Pacific Beach man wants limits on liquor licenses

By Dave Schwab

Staff Writer

Jerry Hall’s social activism began four years ago when he campaigned to get gum cleaned off Pacific Beach sidewalks. Since then, his campaign has since morphed into a crusade to slow the proliferation of liquor licenses in the area.

Hall’s goal is to convince local government to enact new laws to require businesses serving alcohol to get a conditional use permit — setting forth specific operating conditions — to do business.

Insisting liquor license proliferation is out of control in Pacific Beach, Hall warns La Jolla could be next. That’s the message he delivered recently to La Jolla Town Council members and one he will be spreading soon to other community planning groups.
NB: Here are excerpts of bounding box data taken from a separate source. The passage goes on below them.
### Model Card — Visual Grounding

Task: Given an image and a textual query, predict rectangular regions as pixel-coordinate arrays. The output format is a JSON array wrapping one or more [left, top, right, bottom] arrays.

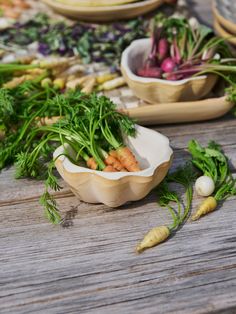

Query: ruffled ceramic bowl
[[54, 126, 173, 207], [121, 38, 217, 103]]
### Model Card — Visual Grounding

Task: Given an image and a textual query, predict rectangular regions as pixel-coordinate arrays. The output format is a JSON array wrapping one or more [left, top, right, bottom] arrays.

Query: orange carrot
[[109, 150, 118, 159], [87, 157, 98, 170], [116, 146, 141, 172], [104, 155, 124, 171], [103, 165, 117, 172]]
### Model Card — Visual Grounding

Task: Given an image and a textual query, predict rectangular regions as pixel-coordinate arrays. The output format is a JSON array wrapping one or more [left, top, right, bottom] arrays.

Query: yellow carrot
[[136, 226, 170, 253], [53, 77, 66, 89], [98, 76, 126, 90], [41, 77, 52, 88], [191, 196, 217, 220], [81, 77, 96, 94]]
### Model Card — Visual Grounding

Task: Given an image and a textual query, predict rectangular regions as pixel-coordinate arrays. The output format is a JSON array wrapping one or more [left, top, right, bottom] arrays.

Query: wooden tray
[[121, 96, 234, 125], [214, 18, 236, 46], [213, 0, 236, 35], [42, 0, 165, 22]]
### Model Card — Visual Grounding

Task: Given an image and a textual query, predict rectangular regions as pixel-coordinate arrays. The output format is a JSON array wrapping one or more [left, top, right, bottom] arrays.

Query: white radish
[[195, 176, 215, 196]]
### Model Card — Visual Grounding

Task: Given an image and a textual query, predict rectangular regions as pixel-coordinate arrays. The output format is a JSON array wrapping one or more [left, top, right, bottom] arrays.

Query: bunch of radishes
[[137, 29, 181, 79]]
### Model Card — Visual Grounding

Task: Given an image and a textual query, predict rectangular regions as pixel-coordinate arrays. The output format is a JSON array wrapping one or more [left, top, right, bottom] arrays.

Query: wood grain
[[0, 1, 236, 314]]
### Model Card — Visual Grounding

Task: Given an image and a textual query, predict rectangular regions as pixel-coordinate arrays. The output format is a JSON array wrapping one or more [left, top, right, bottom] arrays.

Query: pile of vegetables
[[136, 164, 196, 253], [137, 15, 236, 82], [0, 75, 140, 223], [0, 57, 125, 93]]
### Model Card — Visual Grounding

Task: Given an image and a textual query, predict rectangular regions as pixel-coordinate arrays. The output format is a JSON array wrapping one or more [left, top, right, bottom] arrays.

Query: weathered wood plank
[[0, 0, 236, 314]]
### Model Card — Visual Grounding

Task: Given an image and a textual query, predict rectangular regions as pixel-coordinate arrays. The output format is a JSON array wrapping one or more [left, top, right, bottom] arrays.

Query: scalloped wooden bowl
[[53, 126, 173, 207], [121, 38, 217, 103], [212, 0, 236, 36], [54, 0, 137, 7]]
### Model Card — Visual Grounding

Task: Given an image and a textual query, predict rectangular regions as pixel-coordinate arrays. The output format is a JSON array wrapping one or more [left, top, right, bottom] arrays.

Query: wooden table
[[0, 0, 236, 314]]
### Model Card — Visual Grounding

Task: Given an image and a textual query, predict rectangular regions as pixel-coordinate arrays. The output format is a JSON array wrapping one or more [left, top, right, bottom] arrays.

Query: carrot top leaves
[[188, 140, 236, 201]]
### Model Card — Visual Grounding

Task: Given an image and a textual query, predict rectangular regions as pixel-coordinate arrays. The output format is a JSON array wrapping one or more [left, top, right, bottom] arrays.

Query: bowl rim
[[121, 38, 207, 86], [53, 125, 173, 181]]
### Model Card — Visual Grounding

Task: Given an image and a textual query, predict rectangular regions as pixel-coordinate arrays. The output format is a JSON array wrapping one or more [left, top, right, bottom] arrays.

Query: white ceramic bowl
[[53, 126, 173, 207], [121, 38, 217, 103]]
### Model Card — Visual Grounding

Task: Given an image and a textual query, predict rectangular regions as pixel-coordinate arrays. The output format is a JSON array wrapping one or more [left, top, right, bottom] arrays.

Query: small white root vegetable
[[195, 176, 215, 196]]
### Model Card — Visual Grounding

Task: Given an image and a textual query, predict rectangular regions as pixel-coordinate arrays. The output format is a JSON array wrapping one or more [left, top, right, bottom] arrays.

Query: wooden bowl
[[121, 38, 217, 103], [214, 18, 236, 46], [213, 0, 236, 36], [54, 126, 173, 207], [42, 0, 164, 22], [54, 0, 137, 7]]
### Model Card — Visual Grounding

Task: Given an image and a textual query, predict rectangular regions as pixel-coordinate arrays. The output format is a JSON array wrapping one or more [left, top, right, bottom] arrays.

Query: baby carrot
[[191, 196, 217, 220], [103, 165, 117, 172], [136, 226, 170, 253], [86, 157, 98, 170]]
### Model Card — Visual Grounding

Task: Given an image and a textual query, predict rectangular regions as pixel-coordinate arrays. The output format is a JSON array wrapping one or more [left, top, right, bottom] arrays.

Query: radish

Arguing that Alcoholic Beverage Control (ABC), the state governmental licensing authority that oversees liquor licenses, is virtually toothless when it comes to enforcing its authority, Hall said, “San Diego used to have 16 officers enforcing liquor licenses and now there are four.”

Pacific Beach is oversaturated with liquor licenses, claims Hall.

“We have 125 liquor licenses in PB and 64 licensees in the core area that is only zoned for 10,” he said.

Though La Jolla admittedly is quite different from PB in character and demographics, Hall contends it’s naïve to believe the same kind of alcohol-related problems the neighboring community is experiencing won’t eventually spill over into the Jewel.

“La Jolla isn’t an island,” he said. “Wrecks, drunk driving — it’s happening in La Jolla all the time.”

Jennifer Hill, district administrator of San Diego’s ABC office, said Hall’s view is valid, but added some issues he raises are subjective and difficult to quantify. For example, she said there’s a big difference in the potential for alcohol-related problems between a restaurant serving alcohol with meals and a beach bar serving mostly alcohol and a little food.

And, she added, there are many more of the former than the latter in both Pacific Beach and La Jolla.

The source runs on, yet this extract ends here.